Requiescat in Pace, Harold Bloom

Photo by Wood

Harold Bloom, perhaps the most well-known and prodigiously published literary critic of the 20th century, died last week at age 89 in New Haven, Connecticut. A Sterling Professor of Humanities at Yale University since 1983, Bloom will be remembered for his books Anxiety of Influence, The Western Canon, and Shakespeare: The Invention of the Human. He had a near-to-eidetic memory which when combined with his decades of reading and study means we are unlikely to see his type again; Bloom’s memorized knowledge of Shakespeare, Spenser, and Blake and his championing of the Greats of literature in a world grown hostile to the lettered legacy of dead white men are beyond the imagining of academics today. The hundreds of critical essay anthologies he edited for Chelsea House alone guarantee his work appears in the bibliographies of most every postgraduate paper written in the US and UK.

For a sense of the greatness of the man and of his foibles, consult the obituaries printed in The Guardian, The New York Timesand The New Yorker.

Three notes at Bloom’s passing after the jump:

(1) The Most Famous Harry Hater: Harold Bloom was among the first to dismiss Harry Potter and he has few equals for the zeal with which he condemns the adventures of The Boy Who Lived. His editorial in the Wall Street Journal, ‘Can 35 Million Book Buyers Be Wrong? Yes,’ was, because of his prestige and the article’s bitterly acerbic tone, responsible for the dearth of critical attention in the academy until well after the publication of Deathly Hallows. The piece is also more than a bit maddening for the serious reader because in it Bloom betrays the fact that he speed read the novel (he claimed to be able to read with comprehension at a rate of four hundred pages an hour) or did not read it all. I have said and written more than once that it would be a shame but is not improbable that this poor bit of off-hand criticism of popular fiction may be what most readers remember Bloom for if they ever hear of him at all.

(2) The School of Resentment: I am a Bloom fan for at least two important reasons, both, obviously, despite his disregard for J. K. Rowling as an important and profound literary artist. The first is that ‘the enemy of my enemy is my friend.’ Bloom, almost alone among critics of his generation, stood firm against the neo-Marxist schools of social justice litmus strip readings of text and the dismissal of the Greats because they were insufficiently ‘representational,’ ‘woke,’ or celebratory of sexual perversion and of liberation of the oppressed, flavor of the week. He grouped critics of this type into the “the School of Resentment,” and they of course responded that this son of a Bronx garment worker and Odessa Jew was an elitist, sexist, colonialist, homophobe, and racist. I think Bloom over-reached in Anxiety of Influence and that his Book of J and American Religion are perhaps the best examples of a literary critic in way over his head; I will always admire and hope to emulate, however, Bloom’s refusal to surrender to the Soviet Realist kommissars who police postmodern thought everywhere today.

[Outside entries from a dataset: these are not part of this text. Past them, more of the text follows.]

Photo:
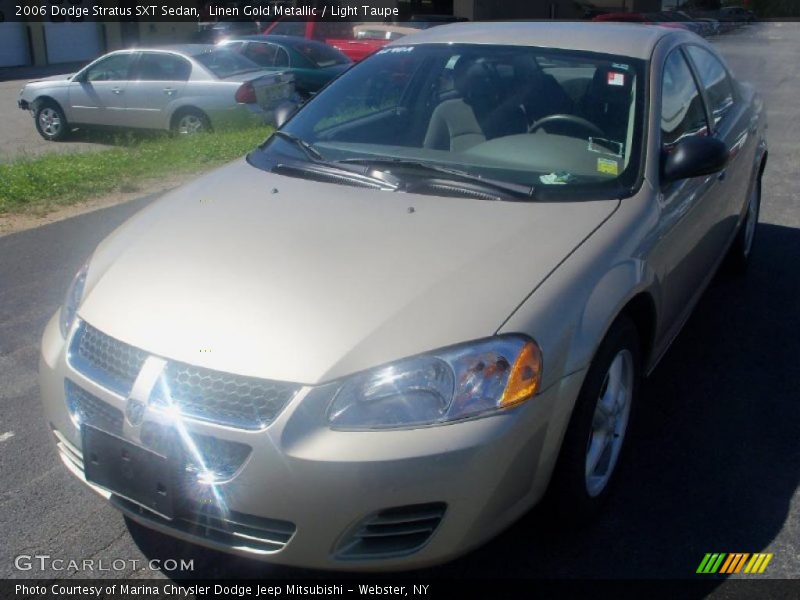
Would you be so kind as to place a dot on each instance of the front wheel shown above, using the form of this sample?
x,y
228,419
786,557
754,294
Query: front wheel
x,y
599,425
51,123
190,122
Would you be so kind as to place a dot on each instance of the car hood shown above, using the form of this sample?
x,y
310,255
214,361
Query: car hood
x,y
276,277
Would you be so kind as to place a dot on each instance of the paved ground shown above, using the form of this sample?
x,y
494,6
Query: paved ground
x,y
714,461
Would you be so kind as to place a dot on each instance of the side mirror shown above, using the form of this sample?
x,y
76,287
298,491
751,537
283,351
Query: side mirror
x,y
284,112
694,157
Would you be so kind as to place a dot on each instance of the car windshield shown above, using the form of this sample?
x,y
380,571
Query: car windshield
x,y
321,55
225,63
553,120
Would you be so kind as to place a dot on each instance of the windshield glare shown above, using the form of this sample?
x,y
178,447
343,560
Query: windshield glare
x,y
552,119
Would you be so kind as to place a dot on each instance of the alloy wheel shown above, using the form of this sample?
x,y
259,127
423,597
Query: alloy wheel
x,y
609,423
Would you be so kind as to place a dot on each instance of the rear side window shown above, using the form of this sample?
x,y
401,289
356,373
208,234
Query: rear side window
x,y
162,67
113,68
682,111
715,80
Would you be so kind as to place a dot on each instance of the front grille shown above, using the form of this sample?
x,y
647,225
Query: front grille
x,y
204,456
229,529
86,408
242,402
393,531
213,396
111,363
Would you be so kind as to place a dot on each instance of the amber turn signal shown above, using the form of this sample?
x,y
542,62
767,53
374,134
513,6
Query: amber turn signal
x,y
524,378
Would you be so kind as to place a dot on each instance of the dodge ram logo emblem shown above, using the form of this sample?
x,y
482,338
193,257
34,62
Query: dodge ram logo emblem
x,y
134,412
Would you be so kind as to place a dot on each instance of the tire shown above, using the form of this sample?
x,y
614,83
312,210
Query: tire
x,y
739,254
597,434
51,123
190,121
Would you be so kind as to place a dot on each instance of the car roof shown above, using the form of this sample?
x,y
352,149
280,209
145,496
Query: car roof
x,y
286,40
187,49
623,39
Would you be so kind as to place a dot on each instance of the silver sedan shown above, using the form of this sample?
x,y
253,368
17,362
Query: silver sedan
x,y
426,301
185,89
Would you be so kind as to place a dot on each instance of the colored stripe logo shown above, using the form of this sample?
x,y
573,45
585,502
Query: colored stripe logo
x,y
737,562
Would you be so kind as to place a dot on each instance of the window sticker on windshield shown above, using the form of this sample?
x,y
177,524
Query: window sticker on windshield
x,y
607,166
560,178
604,146
616,78
397,50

(3) Champion of the Canon and Formalist Principles: Bloom wrote that a turning point in his life was reading Northrup Frye’s Fearful Symmetry: A Study of William Blake. “It ravished my heart away. I must have read it a hundred times between 1947 and 1950, probably intuitively memorized it, and will never escape the effect of it.” Under this influence and against the strong current of the prevalent school of his time, the so-called New Criticism, Bloom became the advocate of the Romantic poets and American Transcendentalists with special emphasis on Blake, Shelley, and Emerson, an advocacy which revived interest in these writers and their ideas, perhaps even saved them from the intellectual ash heap. He resisted much of the snobbery of the New Critics, but with Frye assumed their method of close reading and attention to text as sufficient artifact of intentional artistry as the means to understanding it as his own.

That he became the Great Gatekeeper of Literary Canon in his dotage speaks to these principles and his resistance to the patronizing of genius by historians, psychologists, political theorists, and social justice partisans all of whom claim to have the best measures for really understanding what a book means. Sadly, it also meant, as Gatekeeper and one who as with Homer nods, that he missed out on the formalist treasures to be found in Rowling’s work, a mistake which unfortunately obscures Bloom’s heroic genius and determination to resist any lowering of canonical standards and for serious reading.

Rest in peace, Harold Bloom; “Rest now, oh valiant warrior, your mission is now complete.” You missed the mark on Harry Potter, but your example in championing the reading of the best books and of how to read them is a grand legacy. Would that all Potter Pundits would read and heed the work of the greatest of all Harry Haters.

 

Comments

  1. Brian Basore says

    Yes, better a good enemy to learn from than an indifferent ‘friend’. The Harry Potter books teach that, with several characters, don’t they?